Last week, I was on Capitol Hill, gathering stories from community-based doulas whose support for new families lowers c-section rates, reduces infant mortality, and improves parent-infant bonding in at least seventeen states. Each year at my agency’s conference, the energy, passion, and rigorous commitment to and among those who share this work is palpable.
My first morning home, I saw my daughter’s outfit for school lying on the floor of her bedroom – a pair of leggings and a t-shirt I haven’t seen in awhile. “I [heart] my moms,” it said boldly in purple on the front. I assumed she chose it because she missed me the three days I was gone. I was touched, but I wasn’t sure she was ready for the comments it might invite.
I debated silently how I might open a conversation that would show me whether or not she was prepared to wear this t-shirt all day. I considered waiting until we descended the stairs, so my partner could back me up. A cop-out? Yes, absolutely. I was, after all, still exhausted from my trip. But I gnawed on my options while putting on earrings, tying my shoes, turning off the closet light.
My daughter opened the conversation on her own. “I wish it didn’t have an ‘s’,” she said.
“Is that embarrassing?” I asked, grateful to begin.
“No,” she said, and picked up the shirt with her chin thrust forward, a smile in her eyes, lips twitching. Pride or defiance? I couldn’t be sure.
“Without the ‘s,’ it would have to say, ‘I heart my mom and I heart my other mom,’” I tried again.
She giggled a little. “No…”
I needed to know before she got the shirt over her head and we had to backtrack. How many years of “lesbian moms totally rock” would be undone if she had to take the shirt off her body before school? Time to get real.
“Anybody who sees your shirt will know you have two moms. Although most of them know anyway, don’t they?” I was, after all, one of six Brownie leaders for a troop comprised of half the second grade. Besides, everybody knew my daughter, even though she hardly spoke to anyone her first two years of school. She shrugged at my question, lifted the shirt to pull it over her head – and stopped.
She noticed the back of her shirt had words on it, too. “Fighting for our rights,” she read. “Lambda Legal Defense and Education Fund.” She seemed to ponder that a moment, and then come to a decision. “I can do that!” she exclaimed, throwing a couple mock karate kicks. “I can do karate, or guns.”
“This doesn’t require that kind of fighting.”

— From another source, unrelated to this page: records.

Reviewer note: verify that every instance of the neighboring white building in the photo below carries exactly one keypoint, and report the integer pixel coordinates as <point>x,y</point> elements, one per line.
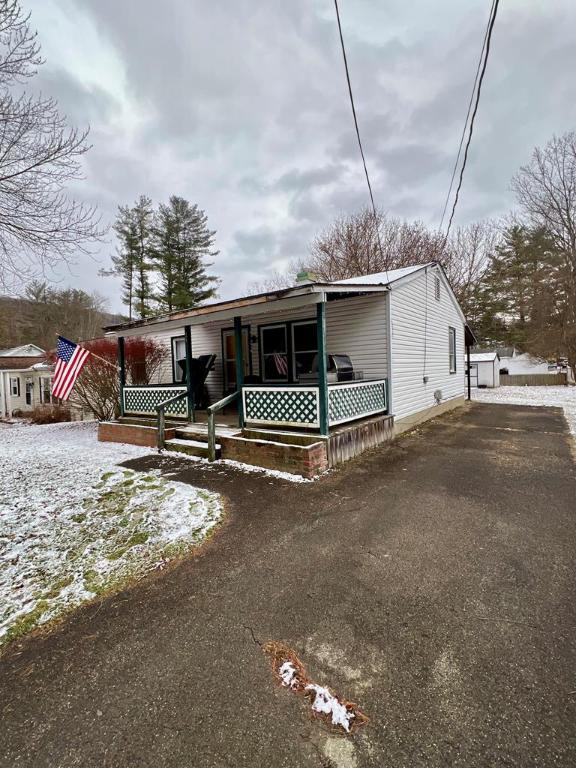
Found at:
<point>485,369</point>
<point>25,380</point>
<point>516,363</point>
<point>26,350</point>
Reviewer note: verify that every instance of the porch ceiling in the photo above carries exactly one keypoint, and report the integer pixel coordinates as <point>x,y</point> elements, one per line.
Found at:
<point>262,304</point>
<point>227,313</point>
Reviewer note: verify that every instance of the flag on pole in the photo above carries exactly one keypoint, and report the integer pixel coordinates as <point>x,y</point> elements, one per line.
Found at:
<point>71,358</point>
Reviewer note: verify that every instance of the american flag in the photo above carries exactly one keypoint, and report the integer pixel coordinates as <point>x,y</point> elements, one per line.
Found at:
<point>70,361</point>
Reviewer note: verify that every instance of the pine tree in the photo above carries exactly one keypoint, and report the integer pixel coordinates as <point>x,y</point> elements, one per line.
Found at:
<point>142,217</point>
<point>123,260</point>
<point>182,243</point>
<point>132,262</point>
<point>517,295</point>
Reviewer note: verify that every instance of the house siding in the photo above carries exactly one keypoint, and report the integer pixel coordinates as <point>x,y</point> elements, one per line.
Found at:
<point>10,402</point>
<point>354,326</point>
<point>416,353</point>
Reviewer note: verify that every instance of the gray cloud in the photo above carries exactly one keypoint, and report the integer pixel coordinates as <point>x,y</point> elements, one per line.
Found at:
<point>242,107</point>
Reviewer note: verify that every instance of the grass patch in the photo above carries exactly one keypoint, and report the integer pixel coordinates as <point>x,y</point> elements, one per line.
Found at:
<point>126,525</point>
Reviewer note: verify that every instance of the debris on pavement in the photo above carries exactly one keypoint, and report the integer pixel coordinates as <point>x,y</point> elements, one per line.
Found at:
<point>339,713</point>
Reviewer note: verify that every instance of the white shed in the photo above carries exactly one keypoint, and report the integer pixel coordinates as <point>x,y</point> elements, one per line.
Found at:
<point>485,369</point>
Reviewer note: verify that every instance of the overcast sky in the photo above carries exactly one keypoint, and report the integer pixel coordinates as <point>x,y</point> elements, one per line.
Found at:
<point>241,106</point>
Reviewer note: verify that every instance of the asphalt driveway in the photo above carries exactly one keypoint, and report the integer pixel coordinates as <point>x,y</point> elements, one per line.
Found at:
<point>432,581</point>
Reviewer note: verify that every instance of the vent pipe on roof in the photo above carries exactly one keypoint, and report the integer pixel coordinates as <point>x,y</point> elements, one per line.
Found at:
<point>305,277</point>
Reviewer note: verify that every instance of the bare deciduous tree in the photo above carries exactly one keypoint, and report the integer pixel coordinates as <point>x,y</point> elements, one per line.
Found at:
<point>276,281</point>
<point>40,226</point>
<point>546,191</point>
<point>467,257</point>
<point>360,244</point>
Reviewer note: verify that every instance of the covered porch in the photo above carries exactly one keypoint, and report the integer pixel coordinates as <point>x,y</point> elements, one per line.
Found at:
<point>295,371</point>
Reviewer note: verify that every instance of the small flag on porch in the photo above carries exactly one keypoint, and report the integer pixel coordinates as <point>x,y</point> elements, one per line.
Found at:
<point>71,358</point>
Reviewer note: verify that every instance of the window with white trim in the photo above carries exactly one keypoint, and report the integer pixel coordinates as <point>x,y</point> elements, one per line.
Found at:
<point>274,352</point>
<point>452,349</point>
<point>178,358</point>
<point>305,347</point>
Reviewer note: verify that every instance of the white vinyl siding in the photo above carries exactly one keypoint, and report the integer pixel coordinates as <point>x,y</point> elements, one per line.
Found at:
<point>452,366</point>
<point>420,344</point>
<point>354,326</point>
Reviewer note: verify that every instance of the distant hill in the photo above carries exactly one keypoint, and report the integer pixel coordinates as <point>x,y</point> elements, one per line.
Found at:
<point>24,321</point>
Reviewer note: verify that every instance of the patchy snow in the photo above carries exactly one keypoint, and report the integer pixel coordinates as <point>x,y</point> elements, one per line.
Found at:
<point>250,468</point>
<point>74,525</point>
<point>327,704</point>
<point>561,397</point>
<point>288,674</point>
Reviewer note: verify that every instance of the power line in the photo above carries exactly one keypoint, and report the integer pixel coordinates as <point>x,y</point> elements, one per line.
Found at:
<point>376,223</point>
<point>467,116</point>
<point>471,129</point>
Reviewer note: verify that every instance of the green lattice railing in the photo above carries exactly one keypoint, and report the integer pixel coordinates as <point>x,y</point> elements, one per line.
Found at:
<point>356,400</point>
<point>282,406</point>
<point>299,406</point>
<point>143,400</point>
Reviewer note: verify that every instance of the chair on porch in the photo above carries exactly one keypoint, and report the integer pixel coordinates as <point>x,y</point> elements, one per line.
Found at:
<point>201,367</point>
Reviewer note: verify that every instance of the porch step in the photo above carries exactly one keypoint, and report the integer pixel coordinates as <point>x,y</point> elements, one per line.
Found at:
<point>191,447</point>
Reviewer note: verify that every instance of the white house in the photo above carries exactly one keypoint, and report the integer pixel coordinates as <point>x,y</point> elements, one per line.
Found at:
<point>343,365</point>
<point>485,369</point>
<point>25,379</point>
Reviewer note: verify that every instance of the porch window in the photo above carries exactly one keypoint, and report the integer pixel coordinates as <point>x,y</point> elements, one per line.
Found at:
<point>229,356</point>
<point>45,390</point>
<point>452,349</point>
<point>29,391</point>
<point>305,347</point>
<point>178,358</point>
<point>274,352</point>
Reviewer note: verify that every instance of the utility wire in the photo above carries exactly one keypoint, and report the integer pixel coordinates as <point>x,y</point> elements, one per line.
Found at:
<point>477,101</point>
<point>376,223</point>
<point>467,117</point>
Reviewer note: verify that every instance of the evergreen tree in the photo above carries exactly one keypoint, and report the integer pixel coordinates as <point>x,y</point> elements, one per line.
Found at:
<point>143,217</point>
<point>132,262</point>
<point>517,295</point>
<point>182,243</point>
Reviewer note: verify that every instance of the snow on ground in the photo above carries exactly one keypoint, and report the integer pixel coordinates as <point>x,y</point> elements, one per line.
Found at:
<point>249,468</point>
<point>74,525</point>
<point>326,704</point>
<point>562,397</point>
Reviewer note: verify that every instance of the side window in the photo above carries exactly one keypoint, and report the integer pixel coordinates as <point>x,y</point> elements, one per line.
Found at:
<point>178,358</point>
<point>452,349</point>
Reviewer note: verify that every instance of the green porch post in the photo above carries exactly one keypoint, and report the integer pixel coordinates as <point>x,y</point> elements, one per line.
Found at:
<point>322,374</point>
<point>239,349</point>
<point>189,383</point>
<point>122,371</point>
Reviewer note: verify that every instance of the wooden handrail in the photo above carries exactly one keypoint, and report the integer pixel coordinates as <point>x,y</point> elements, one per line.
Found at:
<point>161,410</point>
<point>211,423</point>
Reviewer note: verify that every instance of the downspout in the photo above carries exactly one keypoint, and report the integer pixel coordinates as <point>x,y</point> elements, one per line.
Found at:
<point>322,372</point>
<point>390,388</point>
<point>468,371</point>
<point>121,371</point>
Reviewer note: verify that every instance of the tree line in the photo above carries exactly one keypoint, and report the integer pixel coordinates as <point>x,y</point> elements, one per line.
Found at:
<point>161,256</point>
<point>43,311</point>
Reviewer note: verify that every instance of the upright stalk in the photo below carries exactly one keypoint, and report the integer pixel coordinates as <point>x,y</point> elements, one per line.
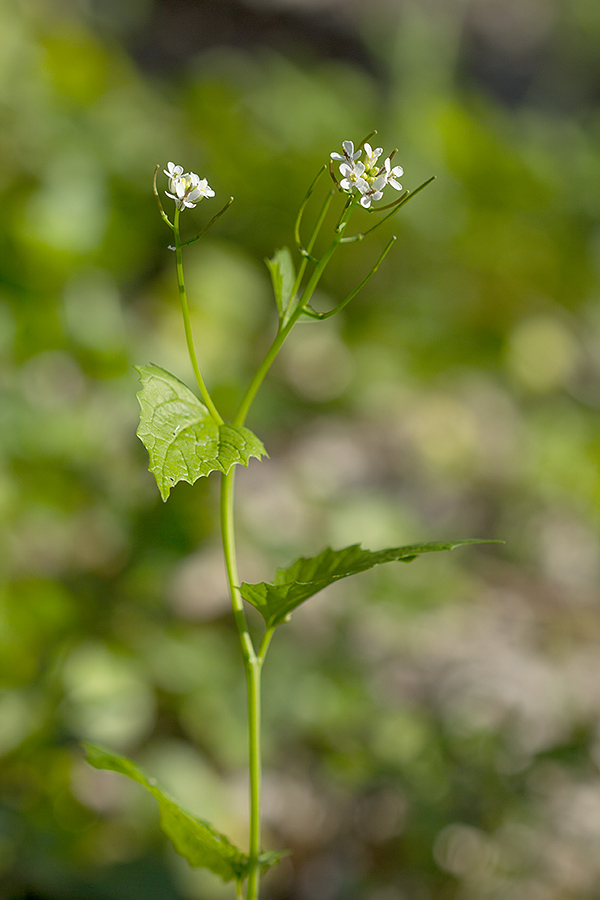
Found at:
<point>252,668</point>
<point>187,324</point>
<point>252,661</point>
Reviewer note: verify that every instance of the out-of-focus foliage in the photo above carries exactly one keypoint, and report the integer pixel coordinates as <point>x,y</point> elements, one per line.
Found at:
<point>432,731</point>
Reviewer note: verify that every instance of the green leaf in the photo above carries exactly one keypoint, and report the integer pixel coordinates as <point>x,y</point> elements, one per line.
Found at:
<point>283,276</point>
<point>307,576</point>
<point>193,838</point>
<point>183,440</point>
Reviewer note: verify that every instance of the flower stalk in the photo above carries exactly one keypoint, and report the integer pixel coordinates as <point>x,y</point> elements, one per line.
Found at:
<point>362,182</point>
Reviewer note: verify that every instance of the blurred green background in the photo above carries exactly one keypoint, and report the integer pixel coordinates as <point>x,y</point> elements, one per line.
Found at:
<point>432,730</point>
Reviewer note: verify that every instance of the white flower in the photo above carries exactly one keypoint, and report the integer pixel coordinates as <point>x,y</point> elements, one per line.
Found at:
<point>372,156</point>
<point>349,153</point>
<point>368,178</point>
<point>186,189</point>
<point>351,175</point>
<point>172,171</point>
<point>373,192</point>
<point>392,174</point>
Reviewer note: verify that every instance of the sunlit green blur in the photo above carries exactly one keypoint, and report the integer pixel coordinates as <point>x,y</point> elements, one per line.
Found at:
<point>432,731</point>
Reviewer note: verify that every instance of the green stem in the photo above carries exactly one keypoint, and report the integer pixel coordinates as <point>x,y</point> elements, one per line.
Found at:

“What kind of fighting, then?” She seemed genuinely surprised, tilting her head as if to take in my full response, but before I could conjure an explanation, she answered herself. “Fighting with words.”
“That’s right!” I said. “We’ve got to fight for what’s right with our words.” She remembered aloud how Dr. Martin Luther King, Jr. told us to fight with our words and not guns or fists. Then she came back to the shirt, to the parallel fight, the one she was suddenly wearing in purple across her chest.
“Is that because people think gay is bad?” she asked.
“Yup. People sometimes think gay is bad when they don’t think they know any gay people. People have a lot of wrong ideas about things they don’t understand.” She nodded decisively and began brushing her teeth.
I was convinced she knew what she was doing. It’s all I needed to know. I decided she was either tough as nails (sometimes true) or confident she had the support she needed to pull it off. And if she changed her mind partway through the day – well, she was wearing a sweatshirt zipped over the t-shirt, so she could always leave the sweatshirt zipped all day instead of tossing it into her locker at lunchtime. But however things played out at school, I could see one thing clearly already – I’ve got her back and she’s got mine.
I knew without a doubt that each of us (her sister and Mama, too), together and on our own, would fight for what’s right, both inside and outside our home.
In the end, she reported only one negative comment, although I suppose there may have been others. “You can’t have two moms,” an older student apparently said. “Yes you can,” my daughter replied. “No, you can’t,” insisted the girl. My daughter stopped, looked at the girl and said, “Well I do.”
You tell it, kid. Tell your life as it is.